Dans le monde, les grandes villes explosent; et l'immigration est LE facteur démographique en cause. On assiste à des migrations intra-nationales, des régions vers les métropoles, mais aussi et de plus en plus international, dû aux guerres, à la misère, aux changements climatiques et à toute cette humanité qui rêve de vies meilleures.

Néanmoins le migrant semble s'imposer comme le signe le plus visible de la transformation rapide des sociétés. La globalisation et les changements technologiques agissent de façon plus sournoise. Le migrant, il arrive en chair et en os, avec ses valeurs, ses coutumes, son patrimoine culturel et son « art de vivre ». Il incarne souvent un écart culturel majeur face aux valeurs du terroir. Ce qui inquiète. Ce qui donne l'impression que le patrimoine culturel et l'identité locale sont menacés; particulièrement si on le côtoie peu (c'est en régions où l'on retrouve le moins d'immigrants et que l'on retrouve les taux les plus élevés d'intolérance ethnique). On y voit le symbole avant l'humain.
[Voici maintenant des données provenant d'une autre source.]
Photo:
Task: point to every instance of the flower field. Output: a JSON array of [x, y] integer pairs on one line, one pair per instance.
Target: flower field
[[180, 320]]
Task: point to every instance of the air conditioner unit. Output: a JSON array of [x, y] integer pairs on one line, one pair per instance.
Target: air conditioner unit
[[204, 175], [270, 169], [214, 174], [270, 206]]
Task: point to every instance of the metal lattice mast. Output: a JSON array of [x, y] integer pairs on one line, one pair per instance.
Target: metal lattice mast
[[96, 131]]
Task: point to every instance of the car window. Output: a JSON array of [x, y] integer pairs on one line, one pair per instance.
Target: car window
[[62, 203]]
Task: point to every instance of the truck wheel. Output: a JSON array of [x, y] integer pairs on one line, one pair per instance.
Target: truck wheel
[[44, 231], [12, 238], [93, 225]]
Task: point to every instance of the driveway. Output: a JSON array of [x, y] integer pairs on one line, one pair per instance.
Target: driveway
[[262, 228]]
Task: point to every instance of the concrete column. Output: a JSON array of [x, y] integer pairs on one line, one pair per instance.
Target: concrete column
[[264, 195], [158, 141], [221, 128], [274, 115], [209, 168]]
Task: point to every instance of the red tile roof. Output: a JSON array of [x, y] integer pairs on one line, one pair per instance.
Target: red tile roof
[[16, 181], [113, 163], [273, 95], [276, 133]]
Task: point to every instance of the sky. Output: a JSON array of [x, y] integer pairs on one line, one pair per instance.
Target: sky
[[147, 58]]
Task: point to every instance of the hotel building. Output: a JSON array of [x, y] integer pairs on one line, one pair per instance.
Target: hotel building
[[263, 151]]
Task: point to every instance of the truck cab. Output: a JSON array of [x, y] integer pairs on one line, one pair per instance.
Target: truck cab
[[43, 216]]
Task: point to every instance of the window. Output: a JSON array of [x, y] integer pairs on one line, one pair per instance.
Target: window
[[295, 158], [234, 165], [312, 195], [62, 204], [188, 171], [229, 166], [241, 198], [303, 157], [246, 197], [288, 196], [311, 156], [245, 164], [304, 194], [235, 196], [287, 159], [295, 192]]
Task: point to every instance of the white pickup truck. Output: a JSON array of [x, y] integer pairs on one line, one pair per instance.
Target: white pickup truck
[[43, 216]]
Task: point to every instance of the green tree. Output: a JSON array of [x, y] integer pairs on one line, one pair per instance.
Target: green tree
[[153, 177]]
Ainsi, cette coupure villes/régions, ouverture/inquiétude face au changement, modernité socioculturelle /conservatisme, s'est invité au centre de la politique nationale de la majorité des pays occidentaux et/ou démocratiques et explique en grande partie beaucoup de résultats électoraux au cours des dernières années. La CAQ s'est présentée comme le changement (politique certes), mais elle a été plutôt vue comme un rempart contre le changement (certainement social).

On ne peut certes pas tout expliquer par cette tendance. Il y avait certainement une « fatigue » à l'égard des libéraux, ainsi qu'un travail mieux « huilé » de la CAQ sur le terrain. Mais on ne peut oublier que la campagne s'est faite en partie sur le dos de l'immigration.

En espérant, comme bien des observateurs, que maintenant au pouvoir, la CAQ risque de gouverner davantage au centre que la campagne l'a annoncé. On verra.